Nesime Tatbul Bitim: Catalogue data in Autumn Semester 2009

Name	Dr. Nesime Tatbul Bitim
Field	Informatik
Department	Computer Science
Relationship	Assistant Professor (Tenure Track)

Number	Title	ECTS	Hours	Lecturers
251-0807-00L	Information Systems Laboratory In the Master Programme max. 10 credits can be accounted by Labs on top of the Interfocus Courses. Additional Labs will be listed on the Addendum.	10 credits	9P	M. Norrie, D. Kossmann, N. Tatbul Bitim
Abstract	The purpose of this laboratory course is to practically explore modern techniques to build large-scale distributed information systems. Participants will work in groups of three or more students, and develop projects in several phases. The course is offered in both Fall and Spring semesters.
Objective	The students will gain experience of working with technologies used in the design and development of information systems.
252-0201-00L	Information Systems	6 credits	3V + 2U	N. Tatbul Bitim
Abstract	The course extends the basic concepts of relational data management introduced in an earlier course to examine the internals of the architecture, implementation, and optimization of a relational database system. These include indexing, query processing and optimization, transactions and recovery, and performance tuning and benchmarking.
Objective	The goal of this course is to understand the internals of the architecture, implementation, and optimization of a relational database system.
252-3001-00L	Advanced Topics in Information Systems	2 credits	2S	D. Kossmann, M. Norrie, N. Tatbul Bitim
Abstract	This seminar course will discuss research topics in the area of information systems. We will read recent research papers on a selected topic, and present/discuss them in class.
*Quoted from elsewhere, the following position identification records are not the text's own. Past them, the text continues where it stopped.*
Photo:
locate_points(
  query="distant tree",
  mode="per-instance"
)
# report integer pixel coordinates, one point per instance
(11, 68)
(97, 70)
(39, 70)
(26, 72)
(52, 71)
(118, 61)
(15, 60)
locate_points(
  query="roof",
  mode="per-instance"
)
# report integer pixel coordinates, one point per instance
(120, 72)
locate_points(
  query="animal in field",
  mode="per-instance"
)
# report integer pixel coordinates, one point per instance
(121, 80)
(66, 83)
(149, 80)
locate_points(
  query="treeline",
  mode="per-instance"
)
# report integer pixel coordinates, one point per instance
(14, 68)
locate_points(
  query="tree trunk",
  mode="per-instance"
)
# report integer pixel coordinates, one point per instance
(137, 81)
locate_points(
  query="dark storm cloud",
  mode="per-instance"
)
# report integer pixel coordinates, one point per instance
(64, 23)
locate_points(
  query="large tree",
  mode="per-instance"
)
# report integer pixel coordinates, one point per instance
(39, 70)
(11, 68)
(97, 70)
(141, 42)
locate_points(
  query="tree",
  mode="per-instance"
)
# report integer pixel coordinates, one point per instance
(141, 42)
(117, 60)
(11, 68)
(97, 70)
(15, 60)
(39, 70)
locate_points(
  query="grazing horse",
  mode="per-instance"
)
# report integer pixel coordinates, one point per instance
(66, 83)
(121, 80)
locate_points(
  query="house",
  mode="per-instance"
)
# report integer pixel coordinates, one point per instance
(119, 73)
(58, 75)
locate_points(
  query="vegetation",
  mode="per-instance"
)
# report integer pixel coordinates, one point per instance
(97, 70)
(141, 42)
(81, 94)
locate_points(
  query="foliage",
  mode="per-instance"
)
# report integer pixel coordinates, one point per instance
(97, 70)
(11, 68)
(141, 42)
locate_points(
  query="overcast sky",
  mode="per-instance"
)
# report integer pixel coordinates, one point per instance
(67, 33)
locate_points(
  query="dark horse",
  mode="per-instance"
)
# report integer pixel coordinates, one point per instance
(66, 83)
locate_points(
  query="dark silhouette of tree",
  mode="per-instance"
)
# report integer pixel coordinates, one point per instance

The course is offered every Fall semester.
Objective	The goal is to introduce students to current research, and to enable them to read, understand, and present scientific papers.
252-3500-06L	Information and Communication Systems Does not take place this semester.	2 credits	2S	G. Alonso, D. Kossmann, T. Roscoe, N. Tatbul Bitim
Abstract	The seminar deals with a current topic in distributed information systems. Students are expected to attend the entire seminar, choose a topic for presentation (may be either a collection of research papers or describing a system and/or evaluating a concrete product). Students are evaluated in the knowledge gained, the presentation made and the report they will present at the end of the semester.
Objective	In this edition (HS 2008): The seminar course will look at new architectures for data processing systems brought about by recent trends in hardware design such as multi-core and parallel processing.
263-3000-00L	Massively Parallel Data Analysis with MapReduce Does not take place this semester.	5 credits	2V + 2A	D. Kossmann, G. Alonso, T. Roscoe, N. Tatbul Bitim
Abstract	The purpose of this course is to teach students how to carry out massively parallel data analysis using MapReduce as the programming abstraction and Hadoop on top of a (large) cluster of machines in order to get hands on experience and solve real problems.
Objective
Content	Many applications involve the processing and analysis of huge amounts of data. Typical examples are Web-scale search engines (such as Google, MSN, or Yahoo), new Web applications such as Flickr or Google Maps, and scientific applications (e.g., in the life sciences or physics). A typical analysis of this data would, for instance, detect certain behavior patterns in a Web log or the detection of star constellations in telescope images. Given the amounts of data that need to be analyzed, parallelization on large clusters of machines is a must in order to get acceptable response times. The idea is to partition the data into "chunks" and process a large set of chunks in parallel. The first large-scale implementation of this idea on thousands of machines was implemented by Google using the so-called MapReduce paradigm. MapReduce is a programming framework designed for the analysis of masses of data. Its implementation makes use of the Google File System (GFS) which is a distributed file system designed to store peta-bytes of data on thousands of machines. Recently, Yahoo and the Apache Foundation launched an open-source implementation of MapReduce and a distributed file system. This implemenation is called Hadoop and has been shown to scale up to 2000 machines. Google is establishing a data center for Academic use with 1000 machines that operates using Hadoop. This data center can potentially be used to run programs as part of this course. The purpose of this course is to teach students how to carry out massively parallel data analysis using MapReduce as the programming abstraction and Hadoop on top of a (large) cluster of machines in order to get hands on experience and solve real problems. The course will have two parts: a.) Six week of classes in order to understand the underlying technology (distributed file system, scheduling in warehouse-size data centers, and the Sawzall programming language used in the MapReduce framework). b.) Projects: solving a big data analysis problem (e.g., Web log mining, discovering intelligent life in space, etc.)